The music was performed by local rock band Tangled Vine, which perform many songs with lyrics about devils, demons, angels and heaven including the Rolling Stones' "Sympathy for the Devil" and a spirited rendition of "The Devil Went Down to Georgia."
Just outside the tent that covered the Green at National Hall along the Saugatuck River two artists represented the fires of hell -- glass-blower Sky Hayes of Fairfield using a torch to mold glass into flowers, leaves, snails and other creations while blacksmith Nicholas Wicks Moreau forged functional and decorative metal art objects. Inside, five angelic performers -- who could be described as balletic break dancers wore wings as they twirled and flipped on the checkerboard dance floor.

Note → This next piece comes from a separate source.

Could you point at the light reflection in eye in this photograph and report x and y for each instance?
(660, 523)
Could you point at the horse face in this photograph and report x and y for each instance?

Auctioneer Sybil Bruncheon of Manhattan jokingly chided men for wearing white tuxedo jackets before Memorial Day, but they were only taking the theme of good and evil to heart. Many people wore black and white attire, although Stacie Curran of Westport took her wardrobe in a different direction. Curran dressed as a devil in red complete with horns and a pitchfork.
During the awards ceremony inside Vespa restaurant, Lundberg received the "flame of glory" glass trophy, an elaborate chocolate dessert that was a work of art, and heaping amounts of praise. Some of the appreciative words came from his son Alec Lundberg in the form of a letter to the Westport Arts Center in which he said, "I'm very proud to have a father whose patronage of the arts has led to the fulfillment, happiness and realization of creative dreams in others. Your work with WAC is yet another reflection of your humanity, generosity and desire to give back to the community."
Lance Lundberg said he is privileged to work with WAC and proud of its more than 200 programs that each year reach more than 11,000 people in Westport and surrounding communities.
"The arts center has been an important part of my life and has drawn out more of the good in me in me in this world, the Garden of Good and Evil," he said.
Money raised by the gala helps support WAC's programs in the community, including outreach for underserved schools in Bridgeport and Norwalk, therapeutic arts for the elderly, cancer patients, military veterans who are homeless, and children with special needs.
In the Westport area, the WAC presents chamber music and jazz programs, and regularly hosts artist exhibitions in its gallery.